# Premier League Match Analysis: A Statistical Exploration

This project analyzes Premier League match results from the 2006-2007 season to the 2023-2024 season. It serves as a portfolio piece to demonstrate a wide array of foundational data analysis skills, from basic statistical concepts to more advanced techniques.

First, we need to import the libraries that we're going to use for analysis.

In [None]:
import numpy as np
import pandas as pd
from matplotlib import pyplot as plt
import seaborn as sns
sns.set_theme()

Next, we will go ahead and import the data from our csv file into a Pandas DataFrame

In [None]:
results_df = pd.read_csv("data/results_data.csv")

Now that the data is loaded into a DataFrame we can just take a quick look at what we might be working with.

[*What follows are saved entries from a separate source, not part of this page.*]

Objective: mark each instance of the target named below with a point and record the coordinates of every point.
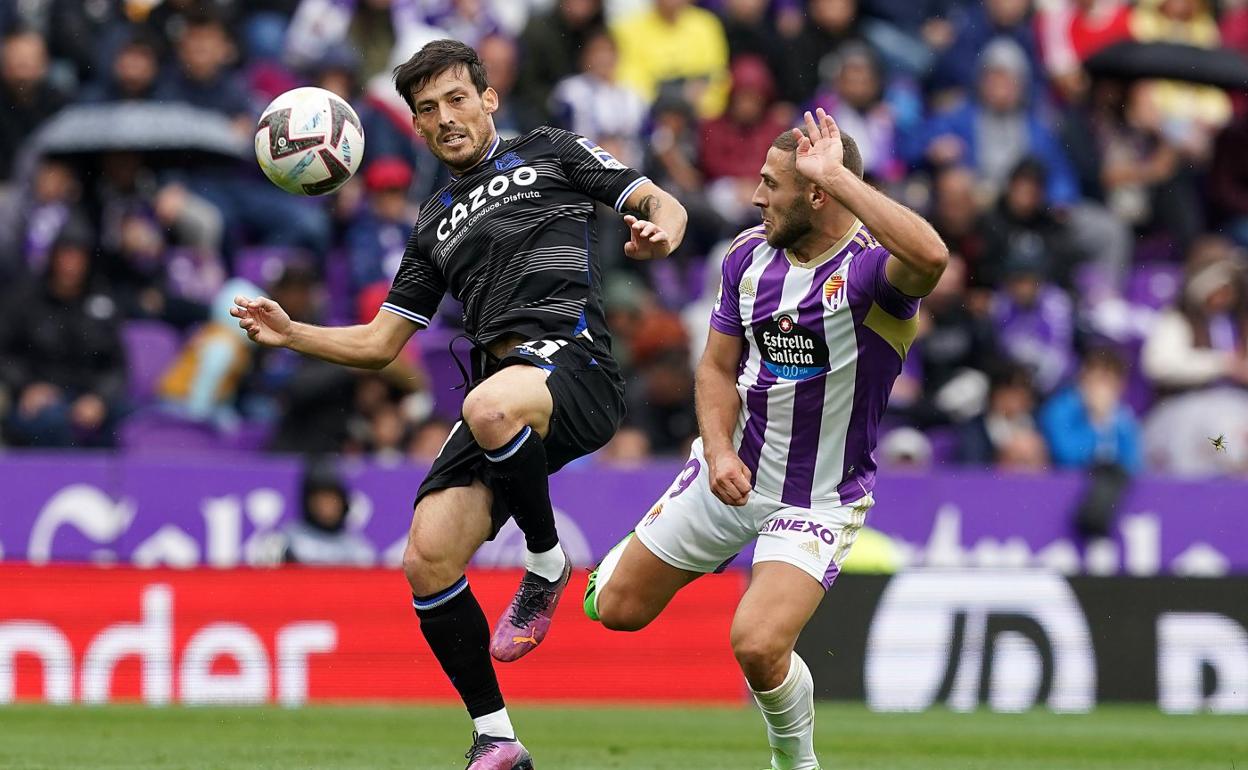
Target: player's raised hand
(263, 320)
(729, 477)
(820, 155)
(647, 240)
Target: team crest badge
(653, 514)
(834, 292)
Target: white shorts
(690, 528)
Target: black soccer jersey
(514, 240)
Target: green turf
(850, 738)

First, we will have Python display some of the basic _info_ of the DataFrame and then we will actually look at the _first 5 rows_ of the DataFrame

In [None]:
results_df.info()

In [None]:
results_df.head()

The dataset appears fine. I am a little suspicious of the team names and whether or not they are all spelled correctly. Let's take a look at the unique values that we have for the columns *home_team* *away_team* and *season*.

In [None]:
sorted(results_df.home_team.unique())

As I suspected we can already see that our names are going to have issues. For example, in the home_team column we have 3 different versions of the team Brighton & Hove Albion. Let's go ahead and make a list of all the team names from both columns, sort it, and use that list to create a name map for both columns.

In [None]:
team_list = []

for team in results_df.home_team.unique():
    team_list.append(team)

for team in results_df.away_team.unique():
    if team not in team_list:
        team_list.append(team)

team_list.sort()

team_list_length = len(team_list)

print(f"The number of unique team names in this list is: {team_list_length}")

for team in team_list:
    print(team)

I am going to create a dictionary to map all of the variations to standard names. We will simply pick 1 version of a team name and apply it to any variations that might occur in the list.

In [None]:
team_name_mapping = {
    "AFC Bournemouth": "Bournemouth",
    "Brighton": "Brighton and Hove Albion",
    "Brighton & Hove Albion": "Brighton and Hove Albion",
    "Cardiff": "Cardiff City",
    "Huddersfield": "Huddersfield Town",
    "Leicester": "Leicester City",
    "Man City": "Manchester City",
    "Man United": "Manchester United",
    "Newcastle": "Newcastle United",
    "Norwich": "Norwich City",
    "Nottingham": "Nottingham Forest",
    "Tottenham": "Tottenham Hotspur",
    "West Brom": "West Bromwich Albion",
    "West Ham": "West Ham United",
    "Wolves": "Wolverhampton Wanderers"
}

Let's go ahead and apply our mapping and just double check that we captured all of the issues in our columns.

In [None]:
results_df['home_team'] = results_df['home_team'].replace(team_name_mapping)
results_df['away_team'] = results_df['away_team'].replace(team_name_mapping)

In [None]:
team_list = []

for team in results_df.home_team.unique():
    team_list.append(team)

for team in results_df.away_team.unique():
    if team not in team_list:
        team_list.append(team)

team_list.sort()

team_list_length = len(team_list)

print(f"The number of unique team names in this list is: {team_list_length}")

for team in team_list:
    print(team)

I think we have taken care of all of the issues with the team names. Lets just take a look at our *season* column and the unique values for that variable.

In [None]:
print(results_df.season.unique())

Since we have already shown in a previous step that we have no null values and soccer matches are allowed to have 0 goals scored I will not check the home_goals and away_goals columns. This is for 2 reasons. One, if the data has no values that are specifically labled null or left blank, and a team is allowed to score 0 goals in a game, we cannot assume that a 0 means that the data is missing or null. Two, we will be later looking at the distribution of this data and getting an idea for it's shape and potential outliers. So we can leave these alone for now.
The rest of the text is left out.